The desired bound follows now from Lemma 3.2. □ 

Remark 3.3

This proof can be extended to the case of random matrices whose rows are centered independent vectors with multivariate Gaussian distributions. We leave the details to the interested reader.

4 Concluding Remarks

In this section, we briefly outline what can be obtained using the approach of [24]. We use a standard trick to pass to a symmetric matrix. The matrix G A being given, define S as

$$\displaystyle{S = \frac{1} {2}\left (\begin{array}{*{10}c} 0\quad G_{A}^{T} \\ G_{A}\quad 0 \end{array} \right ).}$$

Then, S is a random symmetric matrix and

$$\displaystyle{\sup _{w}\langle Sw,w\rangle =\sup _{u\in B_{p^{{\ast}}}^{n}}\sup _{v\in B_{q^{{\ast}}}^{m}}\langle G_{A}u,v\rangle =\big\| G_{A}:\ell_{ p^{{\ast}}}^{n} \rightarrow \ell_{ q}^{m}\big\|,}$$

where the supremum in w is taken over all vectors of the form (u, v)T with \(u \in B_{p^{{\ast}}}^{n}\) and \(v \in B_{q^{{\ast}}}^{m}\).
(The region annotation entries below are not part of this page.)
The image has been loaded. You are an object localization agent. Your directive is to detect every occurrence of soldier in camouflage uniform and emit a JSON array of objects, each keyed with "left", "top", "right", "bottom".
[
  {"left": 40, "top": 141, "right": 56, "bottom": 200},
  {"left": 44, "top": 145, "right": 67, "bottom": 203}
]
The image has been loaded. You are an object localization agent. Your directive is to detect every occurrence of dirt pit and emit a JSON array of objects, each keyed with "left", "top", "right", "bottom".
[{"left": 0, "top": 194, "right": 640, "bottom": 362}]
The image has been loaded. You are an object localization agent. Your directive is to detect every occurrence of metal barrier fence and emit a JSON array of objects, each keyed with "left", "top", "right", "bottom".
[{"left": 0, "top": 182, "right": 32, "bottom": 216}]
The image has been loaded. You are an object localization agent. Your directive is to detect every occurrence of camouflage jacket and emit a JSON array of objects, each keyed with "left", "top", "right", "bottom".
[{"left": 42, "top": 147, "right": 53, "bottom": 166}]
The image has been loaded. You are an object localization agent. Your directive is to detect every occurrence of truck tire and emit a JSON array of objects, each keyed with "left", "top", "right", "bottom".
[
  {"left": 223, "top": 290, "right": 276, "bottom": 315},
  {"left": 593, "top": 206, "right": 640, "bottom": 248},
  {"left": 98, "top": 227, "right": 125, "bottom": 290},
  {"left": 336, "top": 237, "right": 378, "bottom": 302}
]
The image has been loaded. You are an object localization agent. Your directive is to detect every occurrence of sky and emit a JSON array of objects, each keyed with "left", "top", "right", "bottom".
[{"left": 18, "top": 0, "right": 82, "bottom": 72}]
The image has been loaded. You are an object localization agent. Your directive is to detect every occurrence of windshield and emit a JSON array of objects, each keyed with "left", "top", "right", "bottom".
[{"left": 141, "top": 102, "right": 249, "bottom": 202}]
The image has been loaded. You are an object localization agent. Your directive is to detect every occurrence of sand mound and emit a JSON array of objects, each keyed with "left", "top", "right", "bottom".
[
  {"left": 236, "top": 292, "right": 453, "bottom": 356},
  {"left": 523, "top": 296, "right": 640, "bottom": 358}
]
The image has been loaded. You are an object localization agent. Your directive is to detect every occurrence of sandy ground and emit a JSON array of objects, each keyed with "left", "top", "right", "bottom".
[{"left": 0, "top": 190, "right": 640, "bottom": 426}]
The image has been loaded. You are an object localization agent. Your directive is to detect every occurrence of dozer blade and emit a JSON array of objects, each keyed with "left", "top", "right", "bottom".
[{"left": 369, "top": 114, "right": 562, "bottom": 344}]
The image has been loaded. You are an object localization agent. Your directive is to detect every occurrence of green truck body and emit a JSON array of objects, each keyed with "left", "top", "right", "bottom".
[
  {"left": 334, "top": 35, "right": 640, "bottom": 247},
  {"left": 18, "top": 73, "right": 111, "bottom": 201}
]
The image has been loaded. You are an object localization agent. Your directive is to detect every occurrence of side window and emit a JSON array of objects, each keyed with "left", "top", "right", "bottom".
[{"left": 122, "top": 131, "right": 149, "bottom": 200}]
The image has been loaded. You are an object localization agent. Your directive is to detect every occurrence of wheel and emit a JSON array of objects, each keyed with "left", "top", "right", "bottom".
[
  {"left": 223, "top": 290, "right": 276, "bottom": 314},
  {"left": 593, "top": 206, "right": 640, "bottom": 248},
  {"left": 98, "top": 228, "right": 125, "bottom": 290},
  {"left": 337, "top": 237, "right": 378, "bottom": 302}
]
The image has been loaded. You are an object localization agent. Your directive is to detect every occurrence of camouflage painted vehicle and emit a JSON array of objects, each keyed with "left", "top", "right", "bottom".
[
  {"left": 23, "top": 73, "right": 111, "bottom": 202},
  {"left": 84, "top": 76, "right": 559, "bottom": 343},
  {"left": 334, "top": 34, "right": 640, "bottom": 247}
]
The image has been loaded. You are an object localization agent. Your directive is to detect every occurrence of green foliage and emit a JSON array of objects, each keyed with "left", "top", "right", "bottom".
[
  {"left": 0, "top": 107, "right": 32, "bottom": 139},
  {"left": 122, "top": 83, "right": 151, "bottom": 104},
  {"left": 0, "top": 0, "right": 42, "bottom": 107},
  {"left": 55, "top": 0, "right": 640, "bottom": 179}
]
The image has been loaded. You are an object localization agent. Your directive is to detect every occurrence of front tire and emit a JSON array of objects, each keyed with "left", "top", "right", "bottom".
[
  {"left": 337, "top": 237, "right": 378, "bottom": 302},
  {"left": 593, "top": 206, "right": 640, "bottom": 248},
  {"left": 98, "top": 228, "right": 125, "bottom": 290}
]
Repeating verbatim the proof of Theorem  4.1 in [24] one gets

$$\displaystyle\begin{array}{rcl} \mathbb{E}\,\big\|G_{A}:\ell_{ p^{{\ast}}}^{n} \rightarrow \ell_{ q}^{m}\big\|\quad & \lesssim _{ p,q}& \mathbb{E}\max _{i\leq m}\bigg(\sum _{j=1}^{n}\vert g_{ j}\vert ^{p}\vert a_{ ij}\vert ^{p}\bigg)^{1/p} {}\\ & & \quad + \mathbb{E}\max _{j\leq n}\bigg(\sum _{i=1}^{m}\vert g_{ i}\vert ^{q}\vert a_{ ij}\vert ^{g}\bigg)^{1/q} + \mathbb{E}\max _{ i}Y _{i}, {}\\ \end{array}$$

where Y ∼ N(0, A ) and A is a positive definite matrix whose diagonal elements are bounded by

$$\displaystyle{ \max \Bigg(\max _{i\leq m}\sqrt{\sum _{j } a_{ij }^{4}}\,,\,\max _{j\leq n}\sqrt{\sum _{i } a_{ij }^{4}}\,\Bigg). }$$

However, the bounds obtained here and in Theorem 1.1 are incomparable. Depending on the situation one may be better than the other.